かつて何度か取材させていただいた。電通からの独立も、つくられる広告も、語られる内容も、スーツ姿も、全部かっこよくて、ずっと憧れていました。

 
印象に残っていることの一つが、挨拶です。

「こんにちはー!!」

今から15年ほど前、岡さんへの初取材のとき。

TUGBOATさんの会議室で待っていたら、岡さんはドアを開けるなり、笑顔で、大きな声で挨拶しながら颯爽と入ってきました。

その瞬間、場の空気が変わった。ぱっと明るくなり、つられて私やカメラマンさんも、いつもよりも大きな声で「こんにちは!」と笑顔で挨拶した。

なんか今日は楽しい取材になりそう!

岡さんとは初対面だったので、緊張していました。だけど、変な力みがとれて気が楽になったのを覚えています。
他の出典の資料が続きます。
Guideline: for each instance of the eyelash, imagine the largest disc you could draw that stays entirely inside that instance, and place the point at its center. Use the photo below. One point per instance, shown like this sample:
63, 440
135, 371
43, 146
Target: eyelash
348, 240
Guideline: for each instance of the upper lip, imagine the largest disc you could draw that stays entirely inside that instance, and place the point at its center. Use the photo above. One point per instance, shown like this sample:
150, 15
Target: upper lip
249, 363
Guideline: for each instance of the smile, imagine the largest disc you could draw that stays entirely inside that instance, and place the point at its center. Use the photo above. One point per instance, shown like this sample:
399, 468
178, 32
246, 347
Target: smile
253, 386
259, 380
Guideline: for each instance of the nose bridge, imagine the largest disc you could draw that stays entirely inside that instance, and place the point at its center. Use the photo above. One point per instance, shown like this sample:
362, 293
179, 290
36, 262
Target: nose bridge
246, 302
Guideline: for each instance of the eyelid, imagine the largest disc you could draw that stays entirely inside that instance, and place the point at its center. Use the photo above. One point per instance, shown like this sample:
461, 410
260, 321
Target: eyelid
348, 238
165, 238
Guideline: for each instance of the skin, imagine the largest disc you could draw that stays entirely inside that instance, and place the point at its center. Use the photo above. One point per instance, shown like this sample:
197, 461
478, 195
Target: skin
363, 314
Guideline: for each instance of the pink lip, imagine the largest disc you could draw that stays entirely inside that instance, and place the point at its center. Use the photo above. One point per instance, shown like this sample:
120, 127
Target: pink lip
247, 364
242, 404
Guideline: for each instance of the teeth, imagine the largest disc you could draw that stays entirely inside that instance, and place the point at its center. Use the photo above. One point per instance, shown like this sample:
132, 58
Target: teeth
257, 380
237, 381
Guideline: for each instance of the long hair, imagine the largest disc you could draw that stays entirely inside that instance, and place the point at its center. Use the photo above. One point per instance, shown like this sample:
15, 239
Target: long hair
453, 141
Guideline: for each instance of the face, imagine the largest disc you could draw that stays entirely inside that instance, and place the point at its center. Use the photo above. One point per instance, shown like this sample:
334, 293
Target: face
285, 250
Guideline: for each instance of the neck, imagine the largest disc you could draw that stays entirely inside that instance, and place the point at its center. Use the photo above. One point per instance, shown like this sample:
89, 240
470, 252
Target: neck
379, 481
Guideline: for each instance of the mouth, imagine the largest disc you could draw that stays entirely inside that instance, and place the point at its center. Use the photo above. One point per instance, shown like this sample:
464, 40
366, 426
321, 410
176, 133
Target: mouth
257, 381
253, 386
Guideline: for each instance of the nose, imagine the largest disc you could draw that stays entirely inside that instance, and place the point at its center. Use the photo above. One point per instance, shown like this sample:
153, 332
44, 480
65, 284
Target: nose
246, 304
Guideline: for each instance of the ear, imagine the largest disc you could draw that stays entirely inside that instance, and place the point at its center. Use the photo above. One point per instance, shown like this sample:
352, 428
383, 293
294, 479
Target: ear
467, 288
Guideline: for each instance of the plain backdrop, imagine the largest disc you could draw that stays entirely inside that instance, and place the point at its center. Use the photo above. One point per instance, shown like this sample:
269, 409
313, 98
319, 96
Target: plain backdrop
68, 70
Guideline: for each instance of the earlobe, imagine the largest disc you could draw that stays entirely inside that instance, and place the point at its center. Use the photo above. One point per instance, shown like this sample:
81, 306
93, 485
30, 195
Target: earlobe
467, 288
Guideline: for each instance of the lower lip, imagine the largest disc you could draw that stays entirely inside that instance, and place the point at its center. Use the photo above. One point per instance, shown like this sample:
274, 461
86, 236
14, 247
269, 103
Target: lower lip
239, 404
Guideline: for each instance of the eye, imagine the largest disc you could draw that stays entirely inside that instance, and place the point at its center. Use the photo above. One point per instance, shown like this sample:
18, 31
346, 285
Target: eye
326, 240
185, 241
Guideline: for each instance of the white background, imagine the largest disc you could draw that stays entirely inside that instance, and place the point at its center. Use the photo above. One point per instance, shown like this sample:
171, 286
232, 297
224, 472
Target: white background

プレゼンが常だった岡さんにとっては、きっといつもと変わらぬ挨拶だったんだろうな。

そのとき以来、私は岡さんを見習い、今も取材や打ち合わせで人と会ったら、まず「こんにちは!」と挨拶するようにしています。

挨拶の仕方ひとつで、相手の心をつかんだり、前向きな気分にさせることができる。

挨拶しかしてないのに「なんかいい人そう」と思えたりもする。

要するに、挨拶は自分を印象づけるコミュニケーションでもあり、意識すべき大切なことだと、今こうして書きながらあらめて思いました。

挨拶は基本ですね、ほんと。

取材では面白おかしく、何かに忖度などせず語ってくださり、書けないこともたくさんお聞きしました。毎回、笑いが絶えない取材で楽しかった。

そういえば、ワークスペースで取材をしていると、会議室から大きな笑い声が聞こえてくることもありました。「なんだか部室みたいなオフィスでしょ」なんて話されていたことも、今思い出した。

当時の広告業界の課題も、色々教えていただいた。

たとえば、メーカーは他社とは違うサービスや商品の開発に全力で取り組み、やっとの思いで完成させたものなのに、

そのテレビCMは「あの企業のCMに出演していたあのタレントがいい」と急に「みんなと同じ」にしたがる矛盾とか、

フィービジネスは海外では当たり前で、海外視察をきっかけに独立を決めたこと。クリエイティブの価値を正当に評価してもらうためにも、報酬制度は見直されるべきという話とか。

広告業界のトップクリエイターである岡さんから直接聞けるなんて。今思うと贅沢ですね。

フリーになったばかりで駆け出しの頃に、とても貴重な経験を積ませて頂いた。

ずっと忘れません。ありがとうございました。